Failed startups sell Slack chats, emails to AI firms for training data

Published
Score
13

Why it matters

Defunct startups are selling their internal communications—Slack messages, emails, Jira tickets—to AI companies for training data, with individual deals ranging from $10,000 to hundreds of thousands of dollars. Cielo24, a now-shuttered software firm, sold its entire digital footprint for hundreds of thousands of dollars, according to CEO Shanna Johnson. SimpleClosure, a startup that helps companies manage shutdowns, launched a tool to facilitate these sales and has processed 100 deals over the past year.

The market includes SimpleClosure as broker, Cielo24 as a seller, AfterQuery (which creates synthetic "digital office worlds" for AI agent training), and unnamed AI labs as buyers. The practice remains largely unregulated, with limited transparency around consent or data handling. Marc Rotenberg of the Center for AI and Digital Policy has flagged a critical privacy gap: even anonymized workplace data often remains identifiable, particularly for long-tenured employees whose communication patterns are distinctive.
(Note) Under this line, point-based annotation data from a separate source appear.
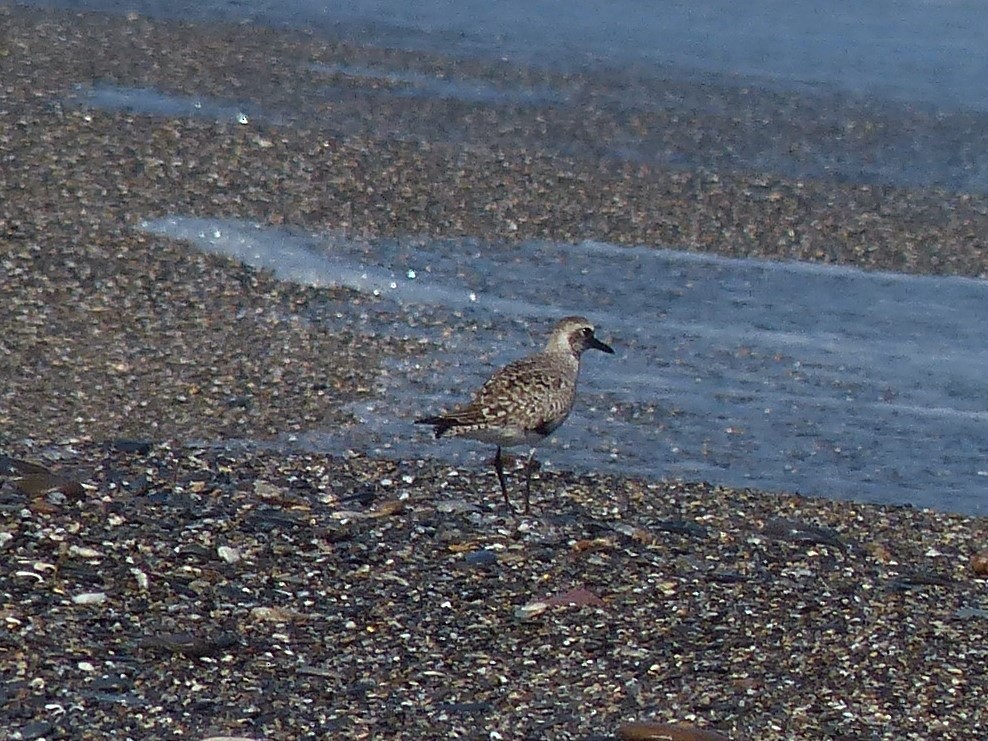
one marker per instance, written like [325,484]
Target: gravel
[161,581]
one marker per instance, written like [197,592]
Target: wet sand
[758,615]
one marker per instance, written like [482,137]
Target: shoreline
[287,595]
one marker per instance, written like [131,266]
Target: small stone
[89,598]
[228,554]
[652,731]
[532,609]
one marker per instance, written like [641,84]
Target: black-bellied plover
[524,402]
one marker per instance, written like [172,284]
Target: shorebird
[525,401]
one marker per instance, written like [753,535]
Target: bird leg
[499,467]
[528,480]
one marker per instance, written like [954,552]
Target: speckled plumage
[524,402]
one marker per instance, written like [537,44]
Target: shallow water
[780,376]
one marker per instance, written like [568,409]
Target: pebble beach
[163,579]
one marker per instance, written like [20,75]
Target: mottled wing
[534,393]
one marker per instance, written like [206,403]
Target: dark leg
[528,480]
[499,467]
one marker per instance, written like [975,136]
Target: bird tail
[442,424]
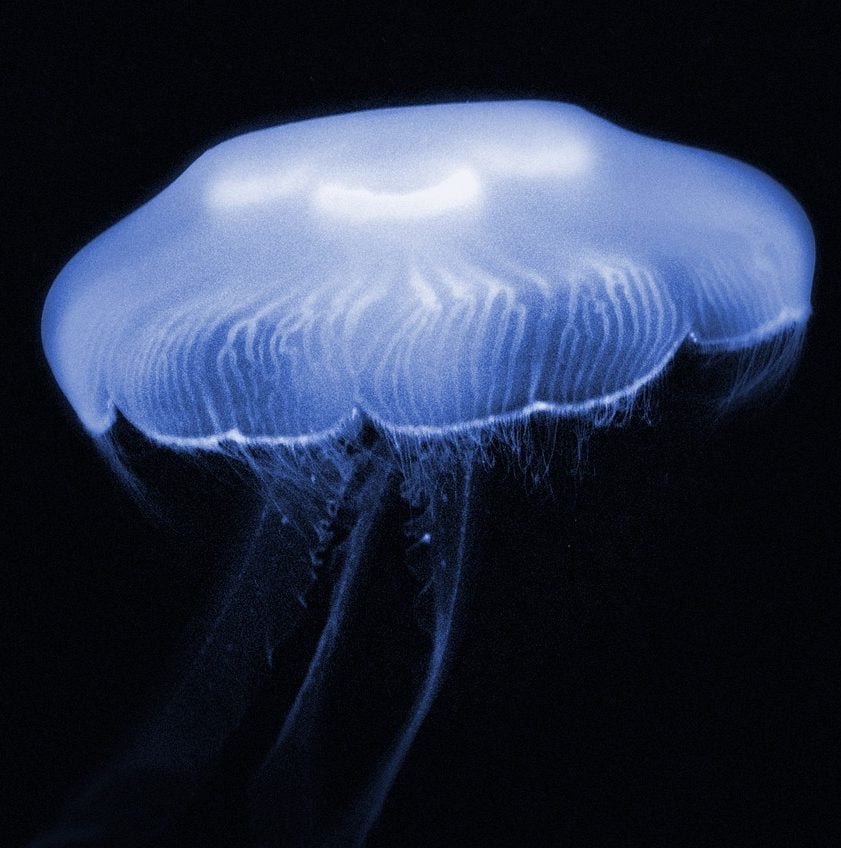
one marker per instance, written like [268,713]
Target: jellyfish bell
[424,276]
The trend reflects intense demand for complex, contextual datasets to train advanced AI agents—sources beyond public books and social media that can teach models to navigate real workplace scenarios. Attorneys should monitor this emerging market for potential employee privacy litigation, particularly claims by former workers whose communications were sold without explicit consent. Employment counsel should also review severance agreements and data policies to understand what obligations exist around employee communications post-shutdown, and whether current language adequately addresses AI training uses.